Policy Based routing corrupting rt_tables

Hello,

For the last couple days I've been looking into issues with PBR. I have a remote router that's used for VPN traffic routing, it acts as both server and client, over 2 VPN bridges (OpenVPN). One bridge is partitioned into 2 VLANs as well. This complicated setup is because I don't have a public IP where I live, but my parents do so I connect through their network when on the go.

I've got one rule in PBR which says, traffic coming from the OpenVPN server connection needs to be routed through the client VPN bridge.

I've noticed that /etc/iproute2/rt_tables on the router gets corrupted with tables without names (I can see table ids without names in it.) Over time there see to be more and more of those entries, not sure what's causing the issue. Sometimes it will happen when doing service pbr restart, but not if I do stop/start separately.

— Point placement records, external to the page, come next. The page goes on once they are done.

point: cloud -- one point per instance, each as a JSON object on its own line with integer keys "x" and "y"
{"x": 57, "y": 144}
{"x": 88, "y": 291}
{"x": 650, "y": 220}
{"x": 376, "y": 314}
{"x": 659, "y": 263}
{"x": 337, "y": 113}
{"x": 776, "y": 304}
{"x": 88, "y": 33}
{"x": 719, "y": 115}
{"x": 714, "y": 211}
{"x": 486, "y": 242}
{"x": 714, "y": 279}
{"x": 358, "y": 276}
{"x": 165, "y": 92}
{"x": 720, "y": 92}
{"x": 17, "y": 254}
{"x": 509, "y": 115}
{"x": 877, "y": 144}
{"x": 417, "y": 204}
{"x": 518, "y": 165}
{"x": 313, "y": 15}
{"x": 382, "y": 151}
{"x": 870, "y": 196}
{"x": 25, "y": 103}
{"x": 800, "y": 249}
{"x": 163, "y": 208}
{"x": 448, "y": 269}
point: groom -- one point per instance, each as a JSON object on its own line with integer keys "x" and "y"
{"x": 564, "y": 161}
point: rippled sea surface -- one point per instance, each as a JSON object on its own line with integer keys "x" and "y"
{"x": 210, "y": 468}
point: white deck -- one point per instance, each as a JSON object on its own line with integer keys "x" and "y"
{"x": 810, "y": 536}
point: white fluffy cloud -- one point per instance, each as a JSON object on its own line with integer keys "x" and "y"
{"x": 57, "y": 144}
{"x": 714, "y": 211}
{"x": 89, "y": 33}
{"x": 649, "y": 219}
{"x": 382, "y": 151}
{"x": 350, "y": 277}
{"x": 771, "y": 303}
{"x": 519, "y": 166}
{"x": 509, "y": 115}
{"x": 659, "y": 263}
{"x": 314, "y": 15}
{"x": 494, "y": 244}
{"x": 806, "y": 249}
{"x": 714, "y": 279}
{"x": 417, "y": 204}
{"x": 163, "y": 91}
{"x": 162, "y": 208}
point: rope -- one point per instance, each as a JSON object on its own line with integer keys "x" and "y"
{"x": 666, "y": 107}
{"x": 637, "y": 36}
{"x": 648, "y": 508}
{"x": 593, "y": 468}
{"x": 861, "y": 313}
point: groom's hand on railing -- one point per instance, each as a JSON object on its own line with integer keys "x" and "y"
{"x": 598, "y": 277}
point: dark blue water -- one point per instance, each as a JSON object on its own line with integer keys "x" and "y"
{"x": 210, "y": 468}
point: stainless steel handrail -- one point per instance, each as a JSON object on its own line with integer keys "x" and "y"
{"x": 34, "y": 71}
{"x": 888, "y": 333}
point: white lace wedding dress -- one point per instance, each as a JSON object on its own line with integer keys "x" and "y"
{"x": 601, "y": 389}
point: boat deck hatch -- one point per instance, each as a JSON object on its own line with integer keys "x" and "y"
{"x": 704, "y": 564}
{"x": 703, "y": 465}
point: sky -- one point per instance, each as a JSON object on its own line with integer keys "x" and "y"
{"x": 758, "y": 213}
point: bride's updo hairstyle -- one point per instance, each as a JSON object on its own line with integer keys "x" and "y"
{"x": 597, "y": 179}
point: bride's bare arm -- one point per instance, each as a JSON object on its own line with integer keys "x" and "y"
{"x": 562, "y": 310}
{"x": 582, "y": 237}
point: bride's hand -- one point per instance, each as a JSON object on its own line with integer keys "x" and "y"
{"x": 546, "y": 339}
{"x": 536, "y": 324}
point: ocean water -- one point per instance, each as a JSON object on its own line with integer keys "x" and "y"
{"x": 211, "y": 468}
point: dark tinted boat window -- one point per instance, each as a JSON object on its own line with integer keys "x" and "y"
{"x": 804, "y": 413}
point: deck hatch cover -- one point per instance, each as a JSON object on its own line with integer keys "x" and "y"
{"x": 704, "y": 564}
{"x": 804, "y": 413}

If I just let it run, corrupted entries will pile up even without me restarting the service (perhaps it restarts on its own and keeps generating entries, but not sure how to figure that out ...). Needless to say PBR service will no longer restart gracefully when corrupted entries are there, also can't say whether the routing is still effective / working at allwhen those entries are present.

Happy to provide more logs if someone can tell me what to look at.

Thanks!

The TIDs that pbr inserts would have the pbr_ prefix in it. It's essentially hardcoded: https://github.com/openwrt/packages/blob/4ecd9d67e90651a8e93760bf0b5771f7057c74a8/net/pbr/files/etc/init.d/pbr.init#L49

https://github.com/openwrt/packages/blob/4ecd9d67e90651a8e93760bf0b5771f7057c74a8/net/pbr/files/etc/init.d/pbr.init#L1666

I don't see how use of pbr would create tables without names. I highly suspect there are other factors at play here.

Which device is that? Can you test your flash for corruption?

Device is TP-LINK Archer C7. Checked again this morning and I've got lots of empty entries.
I also have a flow to reproduce it:

  • remove corrupted entries from rt_tables
  • restart PBR, at this point no corruption
  • restart firewall which will also re-initialize PBR routes which will complain about corrupted entries (and rt_tables would show them)

To mention I've got a couple ignored interfaces in PBR config + some of the devices (for ignored and monitored itnerfaces) have names containing _ and ..

When I'll have a bit of downtime for my network setup I'll disable PBR and let it run without to see if it fixes the issue. I'm not saying it's PBR, but haven't had that issue when not running it in the past (it's a new setup that I'm trying out now).

I'll check for flash corruption, don't know how yet but there must be tutorials, I'll be able to do it only if it doesn't require the router to be taken offline.

Thanks!

Noticed something else while watching the logs on the router, PBR re-initializes itself every 10 minutes and I can pinpoint the table creation to that ...

EDIT: Not every 10 mins, interval varies, but I can't see anything around it that would correlate.

Would be nice to see the uncorrupted /etc/iproute2/rt_tables from your router after pbr has successfully started.

Here you go

#
# reserved values
#
128     prelocal
255     local
254     main
253     default
0       unspec
#
# local
#
#1      inr.ruhep
256 pbr_wan
257 pbr_vpn
258 pbr_GPS
259 pbr_UNSEC_LON
260 pbr_UNSEC_LON6

I've added code to limit overwrites of this file unless the new interface is added in 1.0.1-3, it should be available from official repo as soon as buildbots get to packages.

Most kind of you doing this, many thanks!

Loaded the new version and provisionally done a service firewall restart.
Got this error on pbr init:

Setting up routing for 'UNSEC_LON/tap0_unsec/192.168.10.1' Error: argument "259
260" is wrong: invalid table ID

There are no corrupted entries in rt_tables though.

Try 1.0.1-5 from my repo. The pbr wasn't handling UNSEC_LON and UNSEC_LON6 well prior to that version.

I can't see the new version in the feed, do I need to load it manually somehow?
Thanks!

What feed are you referring to?

1 Like

I can't upgrade to version 1.0.1-5 as it hasn't been published yet.